S&P Global Ratings on April 20, 2018, affirmed its "B-/B" long- and short-term foreign and local currency sovereign credit ratings on Ukraine. The outlook is stable.
"At the same time, we affirmed our 'uaBBB-' Ukraine national scale rating on Ukraine," S&P said in a statement.
"The stable outlook reflects our expectation that the Ukrainian government will pass reforms necessary to draw a fifth tranche under its Extended Fund Facility (EFF) with the International Monetary Fund (IMF). Those funds, combined with additional disbursements from international donors, would help Ukraine to meet its external repayments coming due over the next 12 months," the report says.
"We could consider a positive rating action if economic growth significantly outperforms our expectations, alongside improvements in fiscal and external imbalances that would allow the National Bank of Ukraine (NBU) to continue easing its capital account restrictions.

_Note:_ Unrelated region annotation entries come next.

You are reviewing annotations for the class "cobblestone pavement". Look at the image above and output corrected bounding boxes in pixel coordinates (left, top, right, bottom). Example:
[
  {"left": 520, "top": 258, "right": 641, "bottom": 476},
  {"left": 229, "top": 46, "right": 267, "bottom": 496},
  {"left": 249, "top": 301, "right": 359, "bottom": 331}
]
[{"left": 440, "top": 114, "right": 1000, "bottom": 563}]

We could also raise our ratings on Ukraine if we conclude that the security situation in the nongovernment-controlled areas in Ukraine's east has stabilized and a further escalation is unlikely."
It is reported pressure on the ratings could build if a lack of funding from external donors calls into question Ukraine's ability to meet large external repayments.
"Additionally, we consider that an adverse ruling in Ukraine's legal battle with Russia over a eurobond issued in December 2013 and held by Russia could have fiscal implications, and in a worst-case scenario might create technical constraints on Ukraine's ability to repay its commercial debt, which would exert pressure on the ratings. Irrespective of the ruling at the London court, we expect the case to be appealed to the Supreme Court prolonging the overall proceedings further. We note that the government believes there is no potential for technical constraints on debt service, even in the case of an adverse ruling," S&P said.